Lundi 27 Juin 2005 à 19h50

Ils ont passé une soirée au pub à cinq amis au départ et qui s'est fini à deux. En brut et en ordre chronologique les écrits pour raconter l'histoire de cette soirée entre l'une et l'autre.

et si jamais il était possible
de suite et ne dis pas non
car permet de voyager
voyageur en dérive perdu dans l'immensité
intersidérale, comme tes yeux mon amour.
Écoute cette nuit tout ce que
tu sais que je voudrais te dire quelque chose
de devenir alcoolique dans la vie
vie et mort, début et fin, alpha et
oméga teuf ! Dans les nuits de Rose Délavy, il y a
un nain de pyjama en culotte
rouge de colère. Alors je suis repartie
pour la vie
vie déjà donnée ==> joker
mort ad bitam aeternam, et in extremis
pourtant s'il avait fallu
que je regarde un INSTANT
le monde

Mardi 18 (2/5)

Lundi 27 Juin 2005 à 20h10

Ils ont passé une soirée au pub à cinq amis au départ et qui s'est fini à deux.
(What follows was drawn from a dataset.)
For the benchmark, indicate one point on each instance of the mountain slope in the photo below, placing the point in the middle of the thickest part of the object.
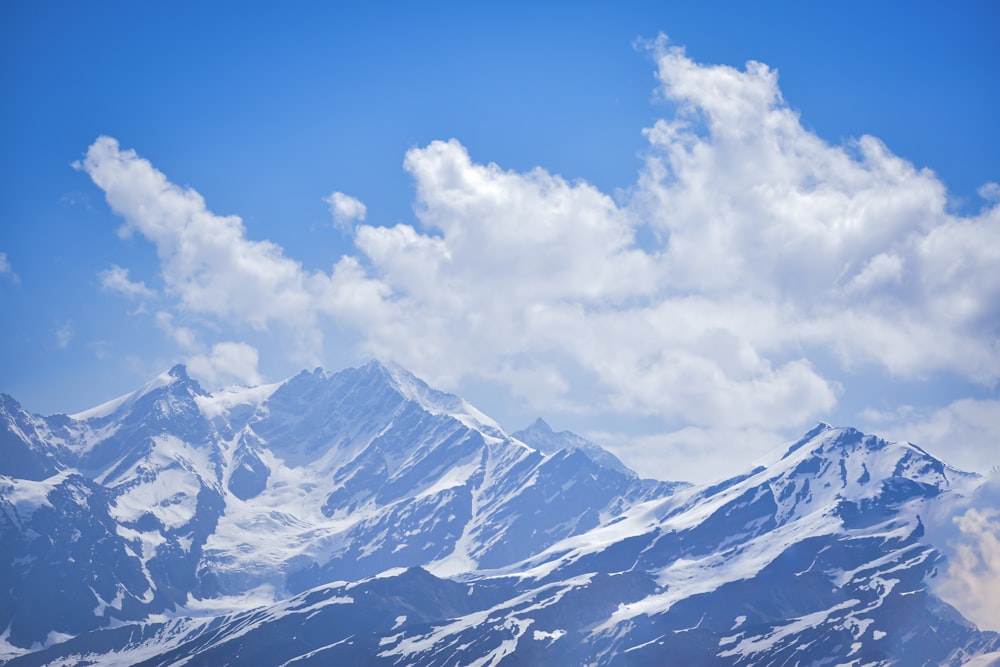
(276, 489)
(363, 517)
En brut et en ordre chronologique les écrits pour raconter l'histoire de cette soirée entre l'une et l'autre.

je me penchais sur l'étroitesse
de cette soirée je ne retiendrais
qu'une seule
chose signifie un
truc et machin chose se promenait sur la
plage arrière de ma BX, inondée de la
lumière étroite et blanche
m'intéresse très peu
donc permet de conclure
que la raison est limite et que le
savoir si tu viens ou non.
Je te déteste, tu porte ton suicide à ta
boutonnière de ma culotte s'est
décousue comme une veste en laine
laine : substance issue de la découpe des
pilosités allemandes. Tout est un peu plus
vide de sens et de vertu.

Mardi 18 (3/5)

Lundi 27 Juin 2005 à 20h21

Ils ont passé une soirée au pub à cinq amis au départ et qui s'est fini à deux. En brut et en ordre chronologique les écrits pour raconter l'histoire de cette soirée entre l'une et l'autre.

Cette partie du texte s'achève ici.